Cerpen Mawan Belgia (Banjarmasin Post, 03 Juni 2018)
ADA yang hilang dan kami pada Hari Jumat. Itulah yang kami rindukan, itulah yang dulu bikin kami senang. Itu yang akan kami wariskan pada anak cacu kami, karena zaman menampakkan segala kemewahannya. Mau tak mau semua itu ditinggalkan. Jadinya generasi setelah kami hanya akan menjadi pendengar, kami membatin melangkah menuju masjid.
Satu per satu apa yang bikin senang di kampung kami mulai hilang. Memang kini banyak berubahnya. Perubahan itulah yang membuat perseteruan. Tentang usulan pergantian nama kampung, itulah yang menjadi biang keroknya. Memang perdebatan itu sewaklu-waktu berjeda. Manakala ada berita dalam negeri yang berhasil mencuri perhatian kami. Misalnya tentang kasus Papa kemarin sore, yang selalu banyak akal saat dipanggil KPK. Juga tentang gubernur yang terkilir lidahnya saat membaca pancasila. Atau tentang hutang negara menumpuk segunung.

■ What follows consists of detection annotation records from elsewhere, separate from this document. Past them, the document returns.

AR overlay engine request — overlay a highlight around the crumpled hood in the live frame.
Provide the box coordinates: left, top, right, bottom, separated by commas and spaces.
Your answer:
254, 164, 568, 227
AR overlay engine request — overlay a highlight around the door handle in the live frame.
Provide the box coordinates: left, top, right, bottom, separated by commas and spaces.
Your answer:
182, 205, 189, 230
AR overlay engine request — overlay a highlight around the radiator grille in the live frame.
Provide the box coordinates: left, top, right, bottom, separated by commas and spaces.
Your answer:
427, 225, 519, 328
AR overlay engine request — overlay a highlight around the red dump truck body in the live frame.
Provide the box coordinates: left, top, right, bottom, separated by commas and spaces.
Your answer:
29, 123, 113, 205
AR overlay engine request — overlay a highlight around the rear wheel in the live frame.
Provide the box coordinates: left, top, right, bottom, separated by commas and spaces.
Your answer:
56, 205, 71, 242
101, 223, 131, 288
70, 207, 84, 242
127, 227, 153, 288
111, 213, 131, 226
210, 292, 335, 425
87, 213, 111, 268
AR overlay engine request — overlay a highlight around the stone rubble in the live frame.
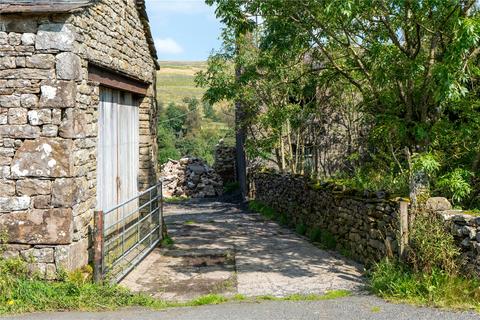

“Utang membengkak tak apa, asalkan pembangunan insfrastruktur berjalan. Pembangunan menyebar dan merata ke seantero negeri.”
“Merata dari Hongkong. Malahan Tanah Mandar hanya mendapat cipratannya. Tanah Jawa sudah sesak pembangunan, di Mandar masih banyak jalan yang buta,” obrolan kami pada suatu malam.
Jika tidak ada berita dalam negeri yang viral dan bisa mencuri perhatian kami. Maka tentang usulan pergantian nama kampung akan kembali diperbincangkan hingga diributkan.